Pasan los minutos, el cristal se cubre de sudor y aliento, la luz del mediodía desdibuja los contornos y hace brillar los cromados de las lavadoras. No pasa nada… hasta que pasa. Un Buick LeSabre rojo cereza, con la capota negra y cuatro faros pequeños como ojos de libélula, rompe el algodonoso silencio y se detiene junto a la acera. Baja una mujer blanca, que se alisa la falda, enciende un cigarrillo sin filtro y camina hacia la tienda. Tiene cara de necesitar un frigorífico nuevo. Agarra el picaporte, tira, abre la puerta y deja que la bestia escape: los primeros acordes de «Please Mr Postman», de las Marvelettes, salen huyendo en estampida. Inunda la calle una dulce epopeya soul, voces negras y coros celestiales, ritmos capaces de dinamitar la rutina, una melodía para la liberación. El aire se refresca hasta límites insoportables. Los chavales sienten el hechizo, sonríen, se miran incrédulos, sienten como les tiemblan las tripas y mueven de forma inconsciente los pies. ¿O son las tripas las que se mueven y lo que tiemblan los pies? La puerta se cierra de golpe, la basura se acumula formando remolinos junto a la acera, acaba la música, termina la magia. El silencio es una condena. ¿Cuándo saldrá esa señora? ¿Cuánto tardaran en volvernos a inyectar sangre hirviendo? Los esqueletos de insectos resecos se acumulan en las juntas del escaparate.

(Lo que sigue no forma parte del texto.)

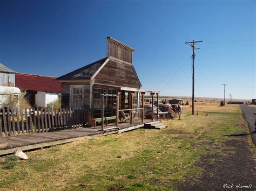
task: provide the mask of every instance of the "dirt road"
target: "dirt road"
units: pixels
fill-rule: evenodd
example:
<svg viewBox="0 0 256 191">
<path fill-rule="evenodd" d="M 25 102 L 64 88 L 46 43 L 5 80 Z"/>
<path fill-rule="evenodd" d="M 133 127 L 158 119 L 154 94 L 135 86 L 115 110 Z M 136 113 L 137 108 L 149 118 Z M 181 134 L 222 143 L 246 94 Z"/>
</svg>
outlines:
<svg viewBox="0 0 256 191">
<path fill-rule="evenodd" d="M 246 105 L 241 105 L 241 109 L 242 111 L 242 115 L 245 120 L 248 123 L 249 125 L 249 130 L 251 133 L 252 141 L 256 146 L 256 132 L 253 133 L 255 130 L 254 125 L 255 116 L 253 114 L 254 112 L 256 111 L 256 108 L 250 107 Z"/>
</svg>

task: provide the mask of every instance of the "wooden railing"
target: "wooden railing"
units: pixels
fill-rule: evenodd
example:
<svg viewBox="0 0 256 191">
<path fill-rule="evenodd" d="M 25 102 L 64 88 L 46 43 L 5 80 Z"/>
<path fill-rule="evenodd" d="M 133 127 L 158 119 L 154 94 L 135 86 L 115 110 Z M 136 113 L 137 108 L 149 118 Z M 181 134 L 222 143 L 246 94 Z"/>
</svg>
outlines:
<svg viewBox="0 0 256 191">
<path fill-rule="evenodd" d="M 0 112 L 0 137 L 85 127 L 87 110 L 63 108 L 10 109 Z"/>
</svg>

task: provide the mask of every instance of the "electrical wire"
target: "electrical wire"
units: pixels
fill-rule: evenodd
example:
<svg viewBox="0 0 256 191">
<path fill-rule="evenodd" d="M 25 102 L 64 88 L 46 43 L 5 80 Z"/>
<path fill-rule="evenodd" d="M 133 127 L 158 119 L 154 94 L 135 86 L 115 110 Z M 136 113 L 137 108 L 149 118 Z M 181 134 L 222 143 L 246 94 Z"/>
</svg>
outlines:
<svg viewBox="0 0 256 191">
<path fill-rule="evenodd" d="M 140 10 L 140 11 L 143 13 L 145 16 L 153 24 L 153 25 L 163 34 L 164 34 L 165 37 L 169 40 L 169 41 L 176 45 L 177 47 L 181 49 L 183 51 L 185 51 L 184 49 L 180 47 L 180 46 L 178 45 L 174 41 L 173 41 L 171 38 L 166 34 L 164 31 L 161 30 L 161 29 L 159 27 L 159 26 L 154 22 L 153 19 L 151 18 L 151 17 L 149 16 L 149 14 L 147 14 L 144 10 L 142 8 L 142 7 L 137 2 L 136 0 L 134 0 L 134 3 L 138 6 L 138 8 Z"/>
<path fill-rule="evenodd" d="M 161 88 L 161 89 L 160 90 L 160 91 L 161 91 L 163 89 L 164 89 L 164 88 L 165 87 L 165 86 L 167 85 L 167 84 L 168 83 L 170 82 L 170 81 L 171 80 L 172 80 L 173 77 L 175 77 L 175 76 L 177 74 L 178 74 L 178 73 L 179 72 L 179 71 L 180 71 L 181 70 L 181 69 L 183 68 L 183 67 L 187 63 L 187 62 L 188 61 L 188 60 L 190 60 L 190 58 L 192 57 L 192 56 L 190 56 L 189 58 L 188 58 L 188 59 L 187 59 L 186 62 L 184 63 L 184 64 L 183 65 L 181 66 L 181 67 L 179 68 L 179 69 L 172 76 L 172 77 L 164 85 L 164 86 Z"/>
</svg>

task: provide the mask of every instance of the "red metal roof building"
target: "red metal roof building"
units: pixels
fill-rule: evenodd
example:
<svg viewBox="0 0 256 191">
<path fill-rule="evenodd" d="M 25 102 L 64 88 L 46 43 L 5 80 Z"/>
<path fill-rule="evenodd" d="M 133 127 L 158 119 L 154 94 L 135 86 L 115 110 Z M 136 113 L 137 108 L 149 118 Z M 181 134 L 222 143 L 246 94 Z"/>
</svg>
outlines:
<svg viewBox="0 0 256 191">
<path fill-rule="evenodd" d="M 24 90 L 60 93 L 62 83 L 56 77 L 22 73 L 15 74 L 15 86 Z"/>
<path fill-rule="evenodd" d="M 45 107 L 58 99 L 62 83 L 56 77 L 22 73 L 15 74 L 15 86 L 25 90 L 30 104 Z"/>
</svg>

En los años 60 los discos y los tocadiscos se vendían en las tiendas de electrodomésticos. Un single, dos canciones, seis minutos de vida. ¿La felicidad? En la antigua Grecia confiaban en la razón, en superar las pasiones y trabajar el autodominio, en definitiva, en apostar por la virtud como camino a la euforia perfecta, a la felicidad perpetua. Berry Gordy, un boxeador fracasado que escribía canciones, creó una compañía discográfica con la intención de materializar ese estado de ánimo. Consiguió registrarlo en una cinta e imprimirlo en un vinilo de dieciocho centímetros. «Please Mr. Postman», canción grabada en los estudios Hitsville USA de Detroit, fue el primer número uno de la cadena de montaje sonoro más sublime de todos los tiempos: Motown Records. El sonido de la joven Norteamérica.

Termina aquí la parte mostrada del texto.